Et si c’était lui? (faisons semblant deux minutes…)
Le 11 janvier, le philosophe libéral Gaspard Koenig a annoncé sa candidature à la présidentielle. Après avoir parcouru 2500 km à cheval en dormant chez l’habitant (Notre vagabonde liberté : à cheval sur les traces de Montaigne, l’Observatoire, 2021), l’essayiste a de nouveau sillonné la France avec Nicolas Gardères, afin de recueillir des témoignages liés à l’enfer bureaucratique (Simplifions-nous la vie, l’Observatoire, 2021).
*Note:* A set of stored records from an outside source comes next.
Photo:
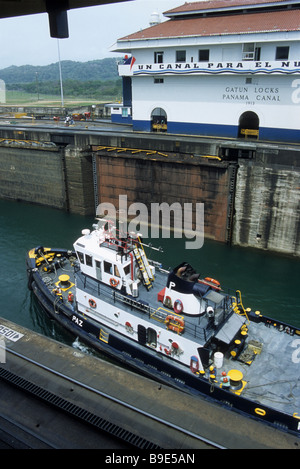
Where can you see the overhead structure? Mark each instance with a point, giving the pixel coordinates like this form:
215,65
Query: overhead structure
56,9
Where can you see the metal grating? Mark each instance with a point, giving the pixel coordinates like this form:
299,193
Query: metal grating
77,411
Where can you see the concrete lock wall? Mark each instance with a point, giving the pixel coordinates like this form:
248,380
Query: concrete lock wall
157,179
45,174
251,197
267,202
32,175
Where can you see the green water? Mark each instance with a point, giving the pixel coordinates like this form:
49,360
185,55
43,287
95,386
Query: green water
268,282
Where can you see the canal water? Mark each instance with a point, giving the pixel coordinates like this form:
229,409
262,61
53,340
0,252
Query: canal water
268,282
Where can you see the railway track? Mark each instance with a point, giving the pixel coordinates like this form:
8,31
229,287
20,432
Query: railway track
90,418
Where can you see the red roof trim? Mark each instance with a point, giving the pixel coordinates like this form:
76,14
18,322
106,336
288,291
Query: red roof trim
221,25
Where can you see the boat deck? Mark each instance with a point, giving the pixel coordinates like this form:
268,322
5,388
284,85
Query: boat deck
273,376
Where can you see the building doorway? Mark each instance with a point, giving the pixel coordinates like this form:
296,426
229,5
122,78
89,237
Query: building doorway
159,120
249,125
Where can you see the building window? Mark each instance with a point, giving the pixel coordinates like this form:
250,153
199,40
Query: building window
151,337
282,53
180,56
80,257
248,51
89,260
158,57
204,55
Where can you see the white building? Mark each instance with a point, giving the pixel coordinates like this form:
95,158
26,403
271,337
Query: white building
228,68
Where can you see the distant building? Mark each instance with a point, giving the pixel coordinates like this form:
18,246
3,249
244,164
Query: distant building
2,92
228,68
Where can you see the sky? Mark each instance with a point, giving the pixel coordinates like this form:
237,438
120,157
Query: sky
92,32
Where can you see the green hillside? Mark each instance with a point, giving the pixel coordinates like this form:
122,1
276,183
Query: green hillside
96,79
104,69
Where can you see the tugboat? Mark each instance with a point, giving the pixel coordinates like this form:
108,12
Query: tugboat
174,326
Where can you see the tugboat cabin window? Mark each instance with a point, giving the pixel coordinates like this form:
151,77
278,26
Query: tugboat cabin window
89,260
80,257
108,267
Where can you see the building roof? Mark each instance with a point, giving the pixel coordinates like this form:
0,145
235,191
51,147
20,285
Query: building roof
274,21
225,5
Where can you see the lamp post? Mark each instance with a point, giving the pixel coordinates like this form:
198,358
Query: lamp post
60,75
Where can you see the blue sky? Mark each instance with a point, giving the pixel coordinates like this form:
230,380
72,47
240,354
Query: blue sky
92,32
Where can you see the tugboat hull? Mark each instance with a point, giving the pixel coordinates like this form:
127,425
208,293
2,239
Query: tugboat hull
140,357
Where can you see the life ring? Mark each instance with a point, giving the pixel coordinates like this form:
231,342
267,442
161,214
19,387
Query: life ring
92,303
212,280
175,324
70,297
128,327
178,306
114,282
168,302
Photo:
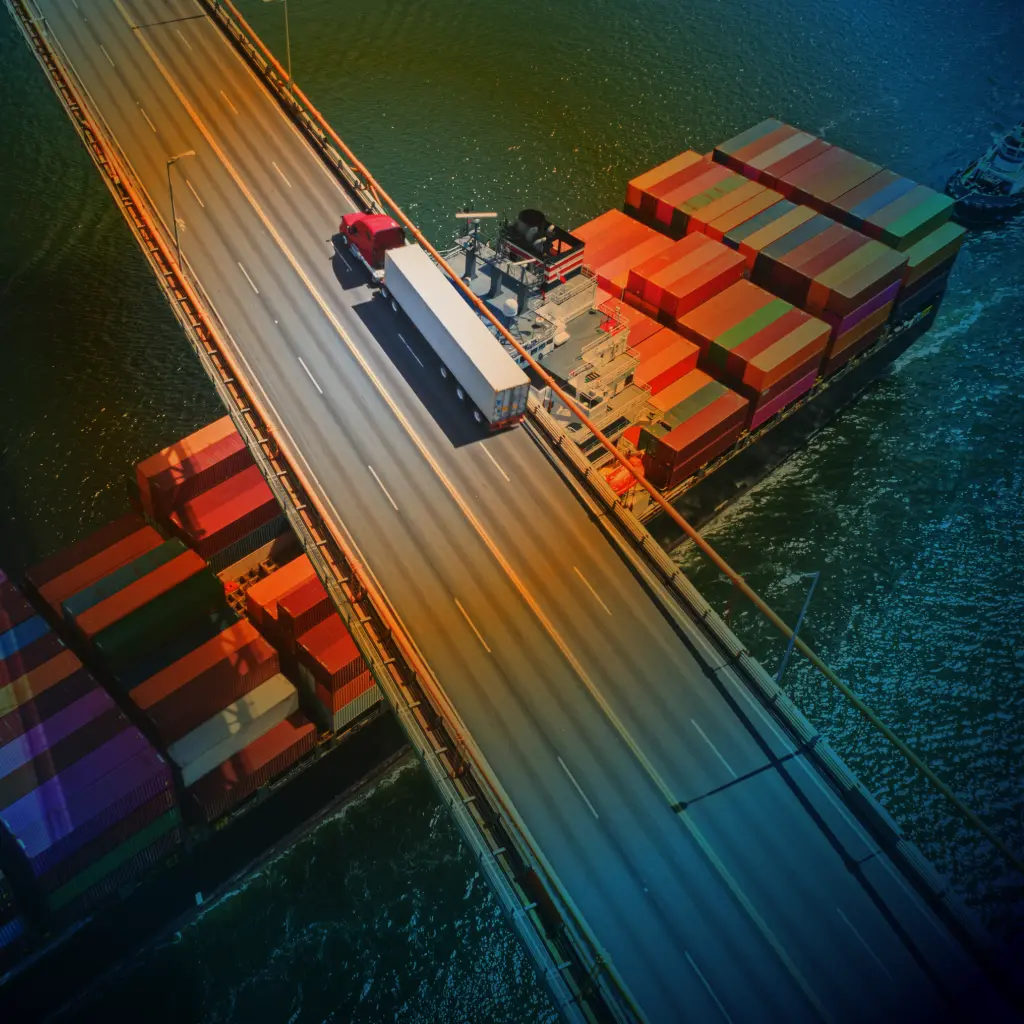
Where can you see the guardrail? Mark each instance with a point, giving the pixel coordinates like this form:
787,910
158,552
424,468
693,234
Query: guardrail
572,966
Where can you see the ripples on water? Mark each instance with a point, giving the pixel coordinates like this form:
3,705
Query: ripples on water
909,504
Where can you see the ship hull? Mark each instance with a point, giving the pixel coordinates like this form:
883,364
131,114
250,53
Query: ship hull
702,500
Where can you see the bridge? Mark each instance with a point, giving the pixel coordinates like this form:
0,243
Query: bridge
696,859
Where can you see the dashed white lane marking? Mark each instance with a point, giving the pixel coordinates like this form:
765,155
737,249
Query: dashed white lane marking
315,384
402,340
246,272
589,587
579,788
500,470
387,494
472,625
863,942
718,753
711,991
282,173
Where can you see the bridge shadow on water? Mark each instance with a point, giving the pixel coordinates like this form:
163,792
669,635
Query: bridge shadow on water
415,359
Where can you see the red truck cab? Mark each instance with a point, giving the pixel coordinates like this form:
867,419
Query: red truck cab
369,236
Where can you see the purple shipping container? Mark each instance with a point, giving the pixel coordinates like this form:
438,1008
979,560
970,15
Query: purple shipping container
61,756
50,796
94,809
46,734
776,404
30,714
841,326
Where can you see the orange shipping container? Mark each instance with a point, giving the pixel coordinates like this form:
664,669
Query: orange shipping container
139,593
92,569
262,597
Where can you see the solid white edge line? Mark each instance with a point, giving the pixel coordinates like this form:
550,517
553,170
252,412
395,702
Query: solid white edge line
246,272
282,173
878,960
718,753
387,494
707,984
402,340
587,582
472,625
310,376
502,471
579,787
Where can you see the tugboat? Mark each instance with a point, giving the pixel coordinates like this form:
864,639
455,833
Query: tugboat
992,187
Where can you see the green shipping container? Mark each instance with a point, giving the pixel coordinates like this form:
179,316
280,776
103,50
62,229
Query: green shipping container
121,578
95,873
132,636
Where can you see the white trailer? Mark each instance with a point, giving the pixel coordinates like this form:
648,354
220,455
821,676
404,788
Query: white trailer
468,351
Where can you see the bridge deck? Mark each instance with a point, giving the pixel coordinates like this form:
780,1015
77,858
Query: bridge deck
763,901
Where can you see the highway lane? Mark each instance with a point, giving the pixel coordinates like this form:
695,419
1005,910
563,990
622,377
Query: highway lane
426,562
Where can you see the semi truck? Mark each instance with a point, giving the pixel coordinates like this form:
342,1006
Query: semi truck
483,375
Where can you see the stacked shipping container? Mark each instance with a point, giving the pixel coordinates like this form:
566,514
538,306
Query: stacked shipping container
84,799
207,489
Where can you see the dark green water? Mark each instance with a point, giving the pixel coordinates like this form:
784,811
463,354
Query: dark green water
909,504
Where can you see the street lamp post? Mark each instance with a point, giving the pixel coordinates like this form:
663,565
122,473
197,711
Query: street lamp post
288,43
813,577
170,192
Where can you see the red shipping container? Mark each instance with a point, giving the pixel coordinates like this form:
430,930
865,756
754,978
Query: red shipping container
262,597
57,590
196,700
257,764
330,655
174,455
335,700
225,513
135,595
668,366
199,473
300,609
680,297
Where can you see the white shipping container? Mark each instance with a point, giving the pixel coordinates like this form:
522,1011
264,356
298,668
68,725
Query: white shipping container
237,726
477,360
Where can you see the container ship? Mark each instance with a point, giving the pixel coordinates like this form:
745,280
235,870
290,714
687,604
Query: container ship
160,680
992,187
736,301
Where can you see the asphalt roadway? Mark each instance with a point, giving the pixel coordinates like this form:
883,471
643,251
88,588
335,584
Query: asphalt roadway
761,901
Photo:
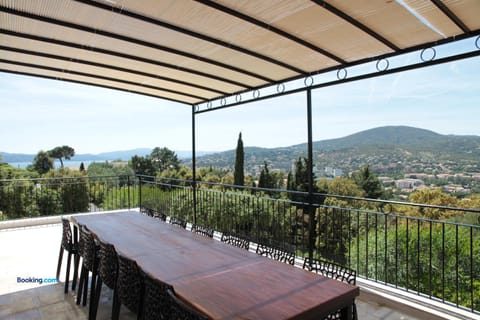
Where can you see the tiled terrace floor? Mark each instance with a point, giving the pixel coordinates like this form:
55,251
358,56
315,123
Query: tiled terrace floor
33,252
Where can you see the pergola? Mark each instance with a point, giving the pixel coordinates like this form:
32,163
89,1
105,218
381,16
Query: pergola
222,53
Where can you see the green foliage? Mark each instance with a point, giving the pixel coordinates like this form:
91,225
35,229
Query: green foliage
369,182
119,197
266,180
73,189
143,165
62,152
163,159
239,170
434,197
159,160
42,163
408,250
108,169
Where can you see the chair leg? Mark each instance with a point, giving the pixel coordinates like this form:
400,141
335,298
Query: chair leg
59,264
67,275
80,285
76,260
95,299
85,288
116,305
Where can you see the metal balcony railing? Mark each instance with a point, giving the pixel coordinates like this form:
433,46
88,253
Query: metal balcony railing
21,198
391,243
387,242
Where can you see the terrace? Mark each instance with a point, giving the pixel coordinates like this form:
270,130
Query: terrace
434,287
423,267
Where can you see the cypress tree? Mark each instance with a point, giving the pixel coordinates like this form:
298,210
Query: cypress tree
238,174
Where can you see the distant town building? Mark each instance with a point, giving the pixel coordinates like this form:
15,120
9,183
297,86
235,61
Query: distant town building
409,183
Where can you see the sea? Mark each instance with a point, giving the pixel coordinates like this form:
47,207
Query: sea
66,163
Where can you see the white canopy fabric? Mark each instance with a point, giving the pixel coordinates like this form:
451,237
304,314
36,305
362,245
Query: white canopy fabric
195,51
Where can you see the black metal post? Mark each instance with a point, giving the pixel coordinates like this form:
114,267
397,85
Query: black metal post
311,209
194,170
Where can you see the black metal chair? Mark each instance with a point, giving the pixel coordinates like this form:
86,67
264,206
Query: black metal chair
178,222
204,231
130,286
334,271
276,253
68,244
160,302
88,250
236,241
107,274
155,214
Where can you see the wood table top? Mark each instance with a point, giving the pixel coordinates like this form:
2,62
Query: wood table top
223,281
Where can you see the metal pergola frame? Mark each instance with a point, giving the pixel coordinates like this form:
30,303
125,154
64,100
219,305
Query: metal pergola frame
197,53
307,87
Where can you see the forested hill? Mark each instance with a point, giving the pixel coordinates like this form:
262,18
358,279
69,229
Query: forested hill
378,147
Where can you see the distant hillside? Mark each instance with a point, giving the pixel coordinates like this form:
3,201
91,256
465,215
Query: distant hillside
385,148
105,156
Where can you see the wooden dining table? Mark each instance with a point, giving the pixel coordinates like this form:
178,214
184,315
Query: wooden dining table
220,280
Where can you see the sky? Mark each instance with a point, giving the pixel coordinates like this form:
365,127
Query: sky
38,114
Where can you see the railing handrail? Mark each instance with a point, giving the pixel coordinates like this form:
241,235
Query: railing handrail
66,177
319,195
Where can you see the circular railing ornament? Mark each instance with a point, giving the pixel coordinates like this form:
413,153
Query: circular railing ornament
433,54
308,81
342,74
381,62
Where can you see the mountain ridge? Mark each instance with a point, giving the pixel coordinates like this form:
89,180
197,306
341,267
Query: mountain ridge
379,147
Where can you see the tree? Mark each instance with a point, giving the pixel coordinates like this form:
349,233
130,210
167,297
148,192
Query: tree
266,180
239,173
368,181
434,197
142,165
164,158
42,163
62,152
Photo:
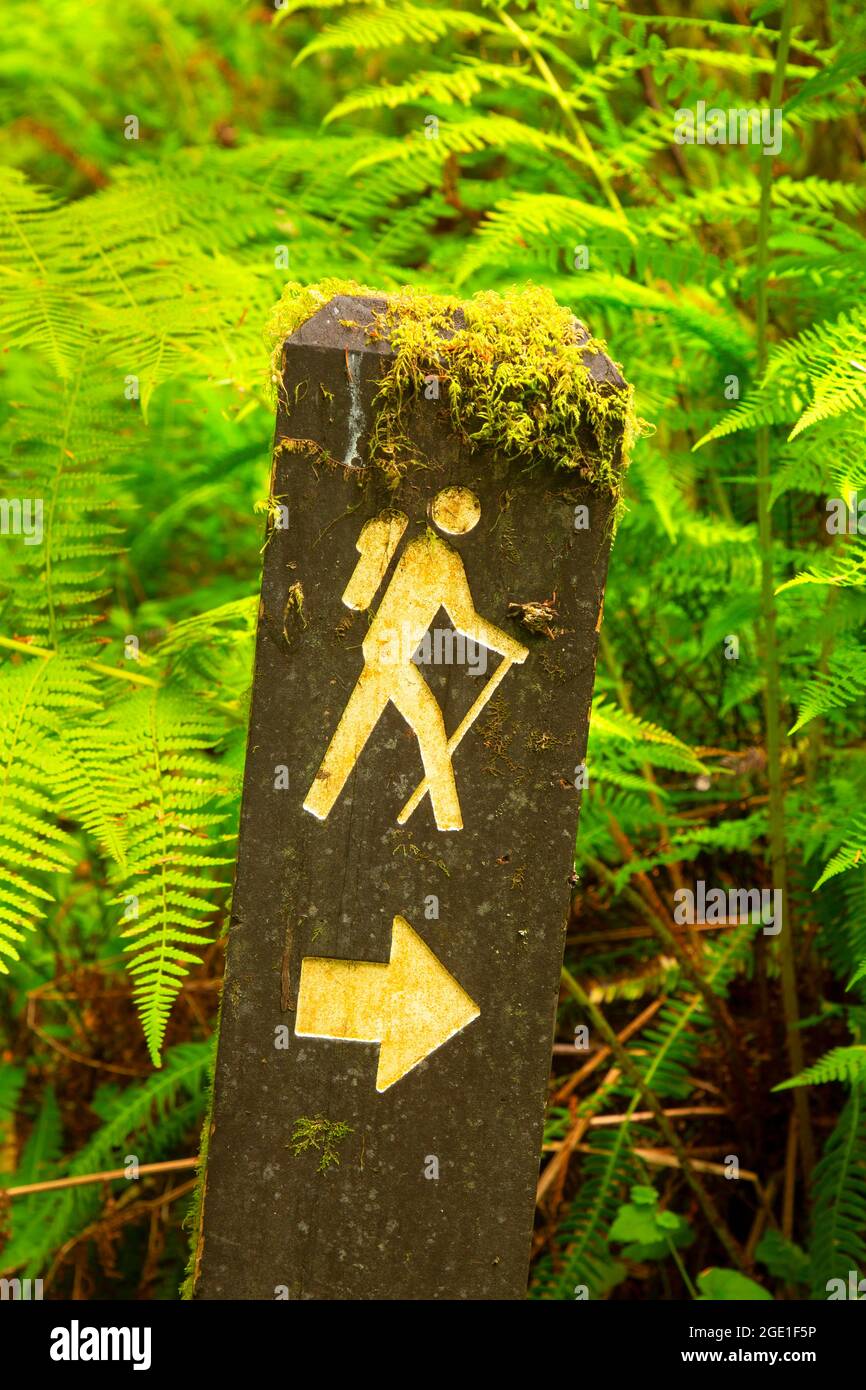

Avec cette candidature, les Français vont avoir la fortune de voir évoluer un candidat d’extrême centre dans la course vers l’Elysée. « Je veux vous proposer une radicalité venue du centre », annonce Gaspard Koenig, qui, il faut bien le dire, réussira un vrai coup de poker s’il parvient déjà à réunir ses 500 parrainages… Mais quelle différence cette radicalité centriste pourrait-elle donc entretenir avec le « en même temps » macronien ?
À l’extrémité du centre…
Depuis cinq ans, Emmanuel Macron a tantôt annoncé qu’il se considérait ni de droite ni de gauche – comme lors de la campagne de 2017 – tantôt au contraire de droite et de gauche.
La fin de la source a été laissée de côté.